Honestly, when it comes to the single player, this is the most disappointing part of the game. It’s not that the gameplay is poor, Black Ops II plays as well as any other Call of Duty title. The problem is there has been no evolution, no improvements and only minor changes. Whilst gamers adapt and evolve, Call of Duty has stayed where it was years ago. There have been some additions to the game, such as a heavy use of vehicles and animals (horses, to be precise), but other than that Treyarch hasn’t made too many changes to the usual formula. The saying “if it ain’t broke, don’t fix it” could be applied, but gamers are fickle and the developers have missed a golden opportunity to push the boundaries of the FPS genre.
Of course the zombies are back again. This is a part of the game that can sometimes get overlooked, but is a fantastic side portion to compliment the campaign and online modes. Playing online with friends or even strangers, fighting off zombies can be a lot of fun and is a nice get away from the usual maps you get online.
On surface it might seem like not much has changed, but delve a little deeper into the world of Black Ops II online and you’ll find that Treyarch has made some fantastic improvements to this particular portion of the game. Most of the usual modes are present with some new maps to help keep things fresh, but it’s the addition of score streaks rather than kill streaks that really help mix up the online facet of the game. You get points for everything you do, and if you build enough enough of a score without dying you’ll get access to a variety of different streak perks such as care packages, UAVs and attack helicopters. Then there’s the slot system, giving you ten spaces to use as you see fit. Don’t want a second weapon because you’d rather have an extra perk slot? Sure, you can do exactly that. The power is in your hands, you are let loose to create your set-up as you see fit.

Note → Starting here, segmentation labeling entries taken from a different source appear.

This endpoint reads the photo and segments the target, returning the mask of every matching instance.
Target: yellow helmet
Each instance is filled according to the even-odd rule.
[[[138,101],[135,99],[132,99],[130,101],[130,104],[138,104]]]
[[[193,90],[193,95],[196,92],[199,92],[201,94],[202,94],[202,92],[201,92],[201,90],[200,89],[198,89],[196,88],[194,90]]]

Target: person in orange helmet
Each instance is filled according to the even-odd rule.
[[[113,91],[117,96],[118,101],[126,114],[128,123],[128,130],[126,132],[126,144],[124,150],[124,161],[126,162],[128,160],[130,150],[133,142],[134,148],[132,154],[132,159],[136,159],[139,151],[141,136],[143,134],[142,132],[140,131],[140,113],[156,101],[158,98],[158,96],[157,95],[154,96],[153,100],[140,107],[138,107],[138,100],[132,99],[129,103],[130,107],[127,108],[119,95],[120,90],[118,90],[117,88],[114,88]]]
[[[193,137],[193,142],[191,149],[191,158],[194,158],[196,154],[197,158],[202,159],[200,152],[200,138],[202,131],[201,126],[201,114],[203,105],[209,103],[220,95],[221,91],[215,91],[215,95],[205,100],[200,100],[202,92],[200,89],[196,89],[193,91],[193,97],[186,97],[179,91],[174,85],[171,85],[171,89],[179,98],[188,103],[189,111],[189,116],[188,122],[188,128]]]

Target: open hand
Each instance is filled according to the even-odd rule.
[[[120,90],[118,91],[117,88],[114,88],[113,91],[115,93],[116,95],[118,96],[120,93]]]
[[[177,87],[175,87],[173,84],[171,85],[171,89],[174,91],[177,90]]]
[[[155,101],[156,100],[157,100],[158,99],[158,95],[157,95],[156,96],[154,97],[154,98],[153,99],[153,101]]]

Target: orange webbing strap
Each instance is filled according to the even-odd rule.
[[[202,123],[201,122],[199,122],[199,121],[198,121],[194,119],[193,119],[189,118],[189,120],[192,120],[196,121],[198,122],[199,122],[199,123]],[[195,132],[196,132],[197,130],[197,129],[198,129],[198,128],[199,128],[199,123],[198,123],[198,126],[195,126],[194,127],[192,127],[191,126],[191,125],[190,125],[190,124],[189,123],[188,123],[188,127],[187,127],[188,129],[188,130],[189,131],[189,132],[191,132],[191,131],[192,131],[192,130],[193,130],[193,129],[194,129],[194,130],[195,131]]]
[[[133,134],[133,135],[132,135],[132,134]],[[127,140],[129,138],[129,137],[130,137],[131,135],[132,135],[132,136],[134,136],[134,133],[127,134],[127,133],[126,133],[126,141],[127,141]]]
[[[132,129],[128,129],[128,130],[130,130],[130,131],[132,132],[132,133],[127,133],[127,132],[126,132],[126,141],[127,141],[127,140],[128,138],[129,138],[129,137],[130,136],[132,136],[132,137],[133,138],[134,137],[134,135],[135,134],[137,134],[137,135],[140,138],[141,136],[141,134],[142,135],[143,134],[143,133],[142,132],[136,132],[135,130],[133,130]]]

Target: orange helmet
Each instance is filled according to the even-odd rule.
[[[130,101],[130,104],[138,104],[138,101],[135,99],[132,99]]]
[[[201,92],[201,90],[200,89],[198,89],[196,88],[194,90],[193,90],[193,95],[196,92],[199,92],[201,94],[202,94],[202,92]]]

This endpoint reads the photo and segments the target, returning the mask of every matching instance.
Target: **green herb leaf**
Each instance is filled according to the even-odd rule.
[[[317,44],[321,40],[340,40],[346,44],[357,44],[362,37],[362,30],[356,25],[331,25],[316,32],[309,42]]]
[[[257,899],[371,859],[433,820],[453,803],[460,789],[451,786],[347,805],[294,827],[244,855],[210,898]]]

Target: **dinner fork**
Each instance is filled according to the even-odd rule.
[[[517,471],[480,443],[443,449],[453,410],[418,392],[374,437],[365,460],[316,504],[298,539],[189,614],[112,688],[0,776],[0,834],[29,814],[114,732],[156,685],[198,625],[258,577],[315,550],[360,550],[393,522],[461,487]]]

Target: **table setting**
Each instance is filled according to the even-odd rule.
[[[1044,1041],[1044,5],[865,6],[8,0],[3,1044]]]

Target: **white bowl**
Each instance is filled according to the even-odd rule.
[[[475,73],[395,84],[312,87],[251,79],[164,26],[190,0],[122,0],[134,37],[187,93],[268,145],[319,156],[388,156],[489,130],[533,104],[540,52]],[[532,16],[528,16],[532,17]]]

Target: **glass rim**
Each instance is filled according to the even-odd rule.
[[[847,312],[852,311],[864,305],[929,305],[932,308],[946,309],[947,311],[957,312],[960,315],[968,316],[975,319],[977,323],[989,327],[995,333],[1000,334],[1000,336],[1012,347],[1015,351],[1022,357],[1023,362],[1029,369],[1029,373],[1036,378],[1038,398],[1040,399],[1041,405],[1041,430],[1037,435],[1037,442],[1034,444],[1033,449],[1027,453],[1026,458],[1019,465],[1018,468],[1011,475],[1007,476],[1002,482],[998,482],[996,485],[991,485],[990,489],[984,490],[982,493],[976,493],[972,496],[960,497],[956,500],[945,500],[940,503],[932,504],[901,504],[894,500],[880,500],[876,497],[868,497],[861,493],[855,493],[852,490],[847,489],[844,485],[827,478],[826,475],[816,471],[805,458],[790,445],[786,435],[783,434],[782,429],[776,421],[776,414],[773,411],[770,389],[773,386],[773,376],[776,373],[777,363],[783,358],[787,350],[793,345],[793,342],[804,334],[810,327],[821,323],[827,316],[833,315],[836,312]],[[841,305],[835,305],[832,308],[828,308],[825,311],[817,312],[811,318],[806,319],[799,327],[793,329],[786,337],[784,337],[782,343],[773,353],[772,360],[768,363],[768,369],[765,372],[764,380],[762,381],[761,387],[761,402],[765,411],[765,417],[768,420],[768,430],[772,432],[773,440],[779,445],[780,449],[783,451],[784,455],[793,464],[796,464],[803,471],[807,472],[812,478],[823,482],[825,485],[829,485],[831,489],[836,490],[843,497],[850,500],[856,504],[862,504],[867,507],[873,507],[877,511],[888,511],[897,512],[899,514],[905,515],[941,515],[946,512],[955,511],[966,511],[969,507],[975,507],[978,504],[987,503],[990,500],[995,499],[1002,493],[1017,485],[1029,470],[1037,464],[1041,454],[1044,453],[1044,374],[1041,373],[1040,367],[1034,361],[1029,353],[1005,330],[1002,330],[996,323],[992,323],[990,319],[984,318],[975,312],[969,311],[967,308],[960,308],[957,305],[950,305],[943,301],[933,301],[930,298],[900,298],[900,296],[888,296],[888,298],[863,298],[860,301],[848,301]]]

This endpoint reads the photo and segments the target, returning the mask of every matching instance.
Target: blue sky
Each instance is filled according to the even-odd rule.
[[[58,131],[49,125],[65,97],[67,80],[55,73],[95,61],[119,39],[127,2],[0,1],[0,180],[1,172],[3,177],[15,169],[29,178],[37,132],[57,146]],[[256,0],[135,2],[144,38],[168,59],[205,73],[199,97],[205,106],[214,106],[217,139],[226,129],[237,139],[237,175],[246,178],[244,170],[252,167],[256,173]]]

In addition to the above, credit must be given to Treyarch for creating maps that attempt to stamp out those annoying campers. Whilst you will still comes across the occasional teenager camping out in a building or corner, the design of most of the maps in the game is geared towards players who don’t sit one spot the entire match. This approach from Treyarch is great and, dare I say, helps to deliver online battles that are fun rather than frustrating. Another great addition is the CODcasting feature, allowing you to watch matches as they’re happening and comment on them. It’s a godsend for the e-sports and streaming community, and something that more developers should look into doing, especially with sports titles. In terms of multiplayer, it would be fair to say Black Ops II is the best addition to the Call of Duty series since the original Modern Warfare, and that’s some compliment.
The majority of Call of Duty developers have always been able to create games that you will keep you playing them until the release of the next iteration. It’s something that’s been a staple of the franchise, and is most certainly prominent here in Black Ops II. The online maps and leveling system is in place to keep you coming back for more, just make sure you take a break and don’t get too addicted though.
Jam packed with top notch visuals and a cinematic campaign, Black Ops II is a fantastic addition to the Call of Duty series. Whilst the core gameplay hasn’t evolved too much, Treyarch has made some fantastic improvements to the online facet of the game. These changes not only help balance proceedings, but keep the biggest part of the game fresh, ensuring that you’ll be happily playing Black Ops II until the next addition to the popular series.